Challenge 14: Longest Collatz Sequence

[andrew-field]

The following iterative sequence is defined for the set of positive integers:

n → n/2 (n is even) n → 3n + 1 (n is odd)

Using the rule above and starting with 13, we generate the following sequence: 13 → 40 → 20 → 10 → 5 → 16 → 8 → 4 → 2 → 1

It can be seen that this sequence (starting at 13 and finishing at 1) contains 10 terms. Although it has not been proved yet (Collatz Problem), it is thought that all starting numbers finish at 1.

Which starting number, under one million, produces the longest chain?

NOTE: Once the chain starts the terms are allowed to go above one million.

[andrew-field]

I started with a brute force method. I now keep track of how many sequences can be skipped because the starting number has appeared in a previous sequence and hence the sequence that would be generated would be shorter than the current maximum. This currently skips about 70% of all the possible sequences.

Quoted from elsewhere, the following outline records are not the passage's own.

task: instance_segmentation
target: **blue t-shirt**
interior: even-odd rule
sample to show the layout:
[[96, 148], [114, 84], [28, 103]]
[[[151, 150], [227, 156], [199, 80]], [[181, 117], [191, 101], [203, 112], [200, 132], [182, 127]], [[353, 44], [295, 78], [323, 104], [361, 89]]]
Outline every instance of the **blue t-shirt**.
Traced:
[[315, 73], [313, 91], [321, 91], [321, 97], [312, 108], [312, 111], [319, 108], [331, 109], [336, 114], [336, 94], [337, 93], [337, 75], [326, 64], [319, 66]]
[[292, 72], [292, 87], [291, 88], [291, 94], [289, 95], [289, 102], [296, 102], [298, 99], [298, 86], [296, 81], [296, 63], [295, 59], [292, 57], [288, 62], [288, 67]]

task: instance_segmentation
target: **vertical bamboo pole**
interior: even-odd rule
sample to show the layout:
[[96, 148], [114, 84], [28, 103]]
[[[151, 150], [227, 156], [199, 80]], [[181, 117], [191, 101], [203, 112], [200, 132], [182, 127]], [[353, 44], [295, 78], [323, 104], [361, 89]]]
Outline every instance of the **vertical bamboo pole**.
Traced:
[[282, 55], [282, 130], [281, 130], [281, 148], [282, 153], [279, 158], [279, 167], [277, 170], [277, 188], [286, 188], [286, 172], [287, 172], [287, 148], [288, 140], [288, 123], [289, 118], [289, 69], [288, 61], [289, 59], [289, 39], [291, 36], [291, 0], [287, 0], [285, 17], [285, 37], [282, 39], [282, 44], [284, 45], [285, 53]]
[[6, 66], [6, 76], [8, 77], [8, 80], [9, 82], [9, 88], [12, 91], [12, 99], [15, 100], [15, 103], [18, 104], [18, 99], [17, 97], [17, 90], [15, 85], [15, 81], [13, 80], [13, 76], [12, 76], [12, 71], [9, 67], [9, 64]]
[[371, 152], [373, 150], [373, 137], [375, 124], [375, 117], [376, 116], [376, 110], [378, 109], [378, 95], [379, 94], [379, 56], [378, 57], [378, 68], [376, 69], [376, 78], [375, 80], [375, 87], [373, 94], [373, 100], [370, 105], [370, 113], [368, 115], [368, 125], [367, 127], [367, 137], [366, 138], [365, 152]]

This could be further improved by keeping a record of the length of the sequence generated from each number after it has been calculated for the first time to further reduce the number of repeat calculations.

[andrew-field]

My previous implementation kept track of how many sequences can be skipped because the starting number appeared in a previous sequence and hence the new sequence would be necessarily shorter. This was refactored to have a concurrent design and to make it simple/easy to read, though it no longer has this fine tuning and calculates every sequence. Still, the first half of all the sequences starting under 1'000'000 will appear as part of a longer sequence starting in the second half, so the first 50% can be skipped.